Personal factors influence use of cervical cancer screening services: epidemiological survey and linked administrative data address the limitations of previous research
1 Psychiatric Epidemiology and Social Issues Unit, Centre for Research on Ageing, Health and Wellbeing, The Australian National University, Building 63 Eggleston Road, Acton, ACT, Australia 0200
2 Centre for Research on Ageing, Health and Wellbeing, The Australian National University, Building 63 Eggleston Road, Acton, ACT, Australia 0200
3 Centre for Mental Health Research, The Australian National University, Building 63 Eggleston Road, Acton, ACT, Australia 0200
BMC Health Services Research 2012, 12:34 doi:10.1186/1472-6963-12-34Published: 14 February 2012
National screening programs have reduced cervical cancer mortality; however participation in these programs varies according to women's personal and social characteristics. Research into these inequalities has been limited by reliance on self-reported service use data that is potentially biased, or administrative data that lacks personal detail. We address these limitations and extend existing research by examining rates and correlates of cervical screening in a large epidemiological survey with linked administrative data.

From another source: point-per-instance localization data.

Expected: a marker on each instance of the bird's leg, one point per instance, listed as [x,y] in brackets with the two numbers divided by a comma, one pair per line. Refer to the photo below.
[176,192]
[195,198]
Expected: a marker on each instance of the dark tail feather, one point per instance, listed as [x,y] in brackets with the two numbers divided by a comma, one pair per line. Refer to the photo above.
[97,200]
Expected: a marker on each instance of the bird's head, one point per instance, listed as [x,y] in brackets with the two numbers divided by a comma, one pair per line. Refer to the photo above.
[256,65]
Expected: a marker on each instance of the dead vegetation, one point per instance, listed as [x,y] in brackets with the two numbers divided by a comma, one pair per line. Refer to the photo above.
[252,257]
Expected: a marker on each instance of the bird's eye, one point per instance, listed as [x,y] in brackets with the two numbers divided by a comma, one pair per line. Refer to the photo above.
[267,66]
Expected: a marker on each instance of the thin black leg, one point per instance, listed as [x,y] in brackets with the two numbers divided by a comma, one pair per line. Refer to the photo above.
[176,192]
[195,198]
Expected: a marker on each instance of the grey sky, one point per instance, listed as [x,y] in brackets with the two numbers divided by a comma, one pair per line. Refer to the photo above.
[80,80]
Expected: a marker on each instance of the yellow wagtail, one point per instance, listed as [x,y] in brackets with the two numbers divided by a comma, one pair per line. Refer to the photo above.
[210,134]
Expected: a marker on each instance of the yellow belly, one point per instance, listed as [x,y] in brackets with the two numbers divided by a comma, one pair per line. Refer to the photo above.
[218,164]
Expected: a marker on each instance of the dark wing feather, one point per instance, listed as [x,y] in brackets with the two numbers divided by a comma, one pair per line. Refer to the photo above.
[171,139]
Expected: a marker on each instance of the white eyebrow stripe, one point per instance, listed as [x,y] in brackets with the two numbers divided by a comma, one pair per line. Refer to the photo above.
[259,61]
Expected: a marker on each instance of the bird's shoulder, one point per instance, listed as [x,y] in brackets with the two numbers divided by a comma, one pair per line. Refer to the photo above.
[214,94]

The cross-sectional sample included 1685 women aged 44-48 and 64-68 years from the Australian Capital Territory and Queanbeyan, Australia. Relative risk was assessed by logistic regression models and summary Population Attributable Risk (PAR) was used to quantify the effect of inequalities on rates of cervical cancer screening.
Overall, 60.5% of women participated in screening over the two-year period recommended by Australian guidelines. Screening participation was associated with having children, moderate or high use of health services, employment, reported lifetime history of drug use, and better physical functioning. Conversely, rates of cervical screening were lower amongst women who were older, reliant on welfare, obese, current smokers, reported childhood sexual abuse, and those with anxiety symptoms. A summary PAR showed that effective targeting of women with readily observable risk-factors (no children, no partner, receiving income support payments, not working, obese, current smoker, anxiety, poor physical health, and low overall health service use) could potentially reduce overall non-participation in screening by 74%.
This study illustrates a valuable method for investigating the personal determinants of health service use by combining representative survey data with linked administrative records. Reliable knowledge about the characteristics that predict uptake of cervical cancer screening services will inform targeted health promotion efforts.